I was present when the work was unveiled on May 26 where in attendance were friends and members of his family as well as several dignitaries, including Quebec Minister of Energy and Natural Resources, Pierre Arcand, and Ambassador of the Republic of Armenia to Canada, H.E. Armen Yeganian. Town Mayor Philippe Roy had this to say: “It is a splendid sculpture whose theme could not be more appropriate. Each visitor to the library will now be greeted by this bronze, which combines beauty and depth. Nor will the work escape the attention of passers-by, be they on a bicycle, behind the wheel or on foot.”
Guests also had an opportunity to admire several other of the doctor’s creations in the library’s exhibition hall.
I became acquainted with Tarakdjian six years ago when a mutual friend, Berge Missakian, an accomplished artist living in Montreal West, informed me that the doctor was publishing a book of his art and asked if I would be willing to write the preface. Over coffee and pastry at the doctor’s home studio, I was impressed with many of his pieces. I was taken with his ability to capture a moment in time about everyday human experiences. As well as being precise in their detail, his sculptures evoke human emotions from the viewer.
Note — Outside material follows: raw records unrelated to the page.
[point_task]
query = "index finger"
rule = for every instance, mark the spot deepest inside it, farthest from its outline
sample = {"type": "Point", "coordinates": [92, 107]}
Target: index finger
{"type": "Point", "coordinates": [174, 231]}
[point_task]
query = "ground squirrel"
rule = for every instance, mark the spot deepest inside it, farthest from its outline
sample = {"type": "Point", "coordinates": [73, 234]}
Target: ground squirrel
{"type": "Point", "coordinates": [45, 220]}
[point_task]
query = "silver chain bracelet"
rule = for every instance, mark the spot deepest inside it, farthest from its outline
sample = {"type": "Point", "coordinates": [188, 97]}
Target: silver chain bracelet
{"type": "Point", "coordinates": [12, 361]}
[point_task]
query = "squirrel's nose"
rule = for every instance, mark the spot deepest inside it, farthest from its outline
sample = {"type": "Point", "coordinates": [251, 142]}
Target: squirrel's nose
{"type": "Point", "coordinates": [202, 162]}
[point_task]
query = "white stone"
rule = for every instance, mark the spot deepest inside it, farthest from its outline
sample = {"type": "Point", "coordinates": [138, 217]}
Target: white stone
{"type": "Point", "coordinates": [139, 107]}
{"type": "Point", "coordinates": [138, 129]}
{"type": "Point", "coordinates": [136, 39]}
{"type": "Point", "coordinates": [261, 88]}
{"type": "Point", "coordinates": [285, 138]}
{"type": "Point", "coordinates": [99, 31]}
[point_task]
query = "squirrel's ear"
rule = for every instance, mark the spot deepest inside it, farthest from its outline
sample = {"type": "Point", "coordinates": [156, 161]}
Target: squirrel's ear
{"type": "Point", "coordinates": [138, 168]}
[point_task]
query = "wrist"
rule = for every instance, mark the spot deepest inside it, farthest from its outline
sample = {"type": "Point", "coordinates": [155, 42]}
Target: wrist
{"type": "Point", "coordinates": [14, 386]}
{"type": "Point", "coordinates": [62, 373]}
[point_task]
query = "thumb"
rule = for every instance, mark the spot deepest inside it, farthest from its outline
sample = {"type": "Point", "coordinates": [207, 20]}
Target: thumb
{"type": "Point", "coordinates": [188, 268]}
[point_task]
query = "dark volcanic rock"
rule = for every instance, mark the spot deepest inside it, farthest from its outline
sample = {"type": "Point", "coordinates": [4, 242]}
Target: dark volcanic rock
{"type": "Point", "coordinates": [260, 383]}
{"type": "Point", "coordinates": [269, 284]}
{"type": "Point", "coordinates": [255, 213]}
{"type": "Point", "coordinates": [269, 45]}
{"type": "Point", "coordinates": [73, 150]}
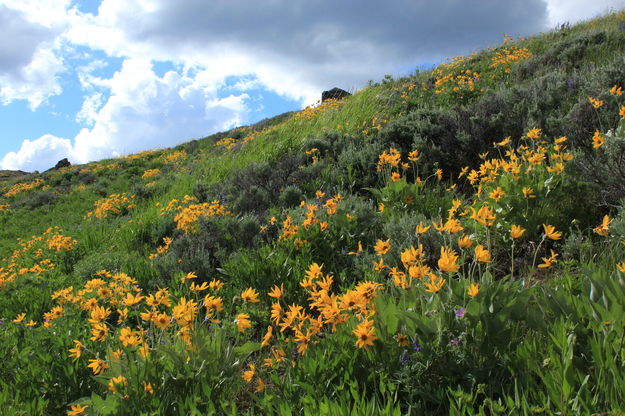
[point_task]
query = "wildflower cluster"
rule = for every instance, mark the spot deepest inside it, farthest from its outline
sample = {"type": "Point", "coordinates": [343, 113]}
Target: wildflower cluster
{"type": "Point", "coordinates": [504, 58]}
{"type": "Point", "coordinates": [36, 256]}
{"type": "Point", "coordinates": [312, 111]}
{"type": "Point", "coordinates": [189, 212]}
{"type": "Point", "coordinates": [312, 219]}
{"type": "Point", "coordinates": [150, 173]}
{"type": "Point", "coordinates": [175, 157]}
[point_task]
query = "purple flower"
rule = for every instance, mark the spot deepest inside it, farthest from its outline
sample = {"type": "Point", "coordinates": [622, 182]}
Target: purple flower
{"type": "Point", "coordinates": [415, 344]}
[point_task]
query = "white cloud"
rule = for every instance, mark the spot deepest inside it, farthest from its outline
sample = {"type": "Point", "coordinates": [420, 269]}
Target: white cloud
{"type": "Point", "coordinates": [143, 111]}
{"type": "Point", "coordinates": [297, 49]}
{"type": "Point", "coordinates": [40, 154]}
{"type": "Point", "coordinates": [89, 110]}
{"type": "Point", "coordinates": [28, 63]}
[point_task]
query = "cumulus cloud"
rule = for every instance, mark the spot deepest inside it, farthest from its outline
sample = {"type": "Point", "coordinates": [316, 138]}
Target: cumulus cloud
{"type": "Point", "coordinates": [143, 111]}
{"type": "Point", "coordinates": [28, 65]}
{"type": "Point", "coordinates": [299, 48]}
{"type": "Point", "coordinates": [40, 154]}
{"type": "Point", "coordinates": [295, 49]}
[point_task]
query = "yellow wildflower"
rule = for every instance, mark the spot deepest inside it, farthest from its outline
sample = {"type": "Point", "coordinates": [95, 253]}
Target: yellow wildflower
{"type": "Point", "coordinates": [249, 374]}
{"type": "Point", "coordinates": [448, 260]}
{"type": "Point", "coordinates": [76, 409]}
{"type": "Point", "coordinates": [602, 229]}
{"type": "Point", "coordinates": [465, 241]}
{"type": "Point", "coordinates": [550, 232]}
{"type": "Point", "coordinates": [597, 140]}
{"type": "Point", "coordinates": [473, 289]}
{"type": "Point", "coordinates": [435, 284]}
{"type": "Point", "coordinates": [482, 254]}
{"type": "Point", "coordinates": [517, 231]}
{"type": "Point", "coordinates": [382, 247]}
{"type": "Point", "coordinates": [243, 322]}
{"type": "Point", "coordinates": [365, 334]}
{"type": "Point", "coordinates": [534, 133]}
{"type": "Point", "coordinates": [250, 295]}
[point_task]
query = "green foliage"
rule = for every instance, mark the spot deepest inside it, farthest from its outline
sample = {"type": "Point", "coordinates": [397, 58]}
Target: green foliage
{"type": "Point", "coordinates": [527, 340]}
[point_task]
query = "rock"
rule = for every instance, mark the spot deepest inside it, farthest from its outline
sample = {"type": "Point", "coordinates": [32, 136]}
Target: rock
{"type": "Point", "coordinates": [5, 175]}
{"type": "Point", "coordinates": [63, 163]}
{"type": "Point", "coordinates": [334, 94]}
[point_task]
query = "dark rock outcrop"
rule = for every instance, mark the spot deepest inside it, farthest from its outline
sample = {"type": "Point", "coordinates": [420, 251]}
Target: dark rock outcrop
{"type": "Point", "coordinates": [63, 163]}
{"type": "Point", "coordinates": [334, 94]}
{"type": "Point", "coordinates": [5, 175]}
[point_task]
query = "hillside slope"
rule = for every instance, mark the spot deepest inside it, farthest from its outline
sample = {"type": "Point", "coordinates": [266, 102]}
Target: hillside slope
{"type": "Point", "coordinates": [449, 242]}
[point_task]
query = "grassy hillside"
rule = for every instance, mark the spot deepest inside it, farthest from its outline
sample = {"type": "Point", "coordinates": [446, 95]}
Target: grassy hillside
{"type": "Point", "coordinates": [451, 242]}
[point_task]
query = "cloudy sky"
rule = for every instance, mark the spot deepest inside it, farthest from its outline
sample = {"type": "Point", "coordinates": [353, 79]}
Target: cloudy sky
{"type": "Point", "coordinates": [90, 79]}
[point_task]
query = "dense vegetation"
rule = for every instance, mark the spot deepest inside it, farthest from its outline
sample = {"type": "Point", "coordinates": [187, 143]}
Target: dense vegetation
{"type": "Point", "coordinates": [446, 243]}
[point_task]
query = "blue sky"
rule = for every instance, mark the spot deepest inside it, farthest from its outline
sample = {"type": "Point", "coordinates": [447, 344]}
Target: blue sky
{"type": "Point", "coordinates": [93, 79]}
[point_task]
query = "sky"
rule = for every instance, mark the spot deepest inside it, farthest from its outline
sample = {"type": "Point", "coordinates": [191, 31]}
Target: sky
{"type": "Point", "coordinates": [94, 79]}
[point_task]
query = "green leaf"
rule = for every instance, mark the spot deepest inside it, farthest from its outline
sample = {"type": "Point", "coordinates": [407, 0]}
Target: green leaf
{"type": "Point", "coordinates": [247, 348]}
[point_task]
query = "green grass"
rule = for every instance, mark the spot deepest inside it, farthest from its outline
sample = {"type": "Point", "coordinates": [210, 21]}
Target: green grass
{"type": "Point", "coordinates": [539, 341]}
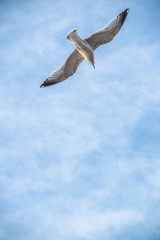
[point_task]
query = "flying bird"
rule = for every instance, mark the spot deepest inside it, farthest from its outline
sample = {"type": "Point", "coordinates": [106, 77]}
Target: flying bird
{"type": "Point", "coordinates": [84, 49]}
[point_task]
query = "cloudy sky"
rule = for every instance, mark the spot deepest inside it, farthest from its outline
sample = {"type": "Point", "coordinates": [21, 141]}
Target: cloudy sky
{"type": "Point", "coordinates": [81, 159]}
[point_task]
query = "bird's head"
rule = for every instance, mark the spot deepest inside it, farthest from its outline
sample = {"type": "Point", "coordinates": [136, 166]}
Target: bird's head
{"type": "Point", "coordinates": [72, 34]}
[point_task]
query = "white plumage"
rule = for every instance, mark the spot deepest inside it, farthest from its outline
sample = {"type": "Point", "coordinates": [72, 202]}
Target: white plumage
{"type": "Point", "coordinates": [84, 48]}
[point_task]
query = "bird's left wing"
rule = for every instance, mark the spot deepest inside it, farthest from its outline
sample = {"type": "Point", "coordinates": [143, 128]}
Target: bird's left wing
{"type": "Point", "coordinates": [68, 68]}
{"type": "Point", "coordinates": [107, 34]}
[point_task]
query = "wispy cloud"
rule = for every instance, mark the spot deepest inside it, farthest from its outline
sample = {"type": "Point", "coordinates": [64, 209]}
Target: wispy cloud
{"type": "Point", "coordinates": [80, 159]}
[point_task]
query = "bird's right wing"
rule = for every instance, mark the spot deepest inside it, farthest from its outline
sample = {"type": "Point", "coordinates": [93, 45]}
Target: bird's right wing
{"type": "Point", "coordinates": [68, 68]}
{"type": "Point", "coordinates": [107, 34]}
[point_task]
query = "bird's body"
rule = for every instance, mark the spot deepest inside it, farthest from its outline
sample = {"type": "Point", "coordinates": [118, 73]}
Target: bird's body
{"type": "Point", "coordinates": [82, 46]}
{"type": "Point", "coordinates": [84, 49]}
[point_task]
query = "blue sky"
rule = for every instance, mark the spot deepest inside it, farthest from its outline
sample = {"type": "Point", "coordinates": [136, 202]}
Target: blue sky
{"type": "Point", "coordinates": [81, 159]}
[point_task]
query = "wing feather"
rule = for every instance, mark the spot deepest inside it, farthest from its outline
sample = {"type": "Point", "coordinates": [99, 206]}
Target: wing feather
{"type": "Point", "coordinates": [68, 68]}
{"type": "Point", "coordinates": [107, 34]}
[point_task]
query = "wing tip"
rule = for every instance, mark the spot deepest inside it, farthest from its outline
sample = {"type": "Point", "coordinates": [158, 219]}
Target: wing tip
{"type": "Point", "coordinates": [123, 15]}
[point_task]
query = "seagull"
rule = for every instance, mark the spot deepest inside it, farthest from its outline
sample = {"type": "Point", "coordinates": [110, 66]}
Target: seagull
{"type": "Point", "coordinates": [84, 49]}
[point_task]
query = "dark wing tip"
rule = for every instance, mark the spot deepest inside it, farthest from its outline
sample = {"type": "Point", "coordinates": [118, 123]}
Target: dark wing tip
{"type": "Point", "coordinates": [47, 83]}
{"type": "Point", "coordinates": [123, 15]}
{"type": "Point", "coordinates": [42, 85]}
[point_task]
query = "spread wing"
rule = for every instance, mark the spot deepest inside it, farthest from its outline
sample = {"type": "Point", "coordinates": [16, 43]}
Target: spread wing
{"type": "Point", "coordinates": [68, 68]}
{"type": "Point", "coordinates": [107, 34]}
“Producing art is of paramount importance to me,” he said. “It offers me a great amount of joy, not only as a hobby but rather an ongoing devotion to transcribe my ideas and feelings into the visual form of art.”
He then added, “This process provides a much sought after sense of serenity at the end of a working day charged with considerable stress.”
It was then that I agreed to do his book’s preface.
Another milestone for the doctor will take place Friday, June 9 in Ottawa. His bronze and granite likeness of the renowned Armenian-Canadian photographer, Yousef Karsh, one of the most prominent portrait artists of the 20th century, will be unveiled at its permanent location in front of the Château Laurier Hotel. Karsh and his wife lived there for 18 years.
“He was a big man and I admired him. And when I read his biography, I was even more impressed,” Tarakdjian said. “He was a person with a big heart and pride for Canadians and the Armenian community here, too. When the Armenian Ambassador to Canada approached me and asked me if I could work on this, I said, ‘Of course.’ I think we have to give back to the community.”
The ambassador concurred. “We have such good relations with Canada. Canada was such a big protector of human rights and it recognized the genocide on so many occasions. So this is a little token of appreciation — a gesture from the Armenian people to the people of Canada. It’s from people to people.”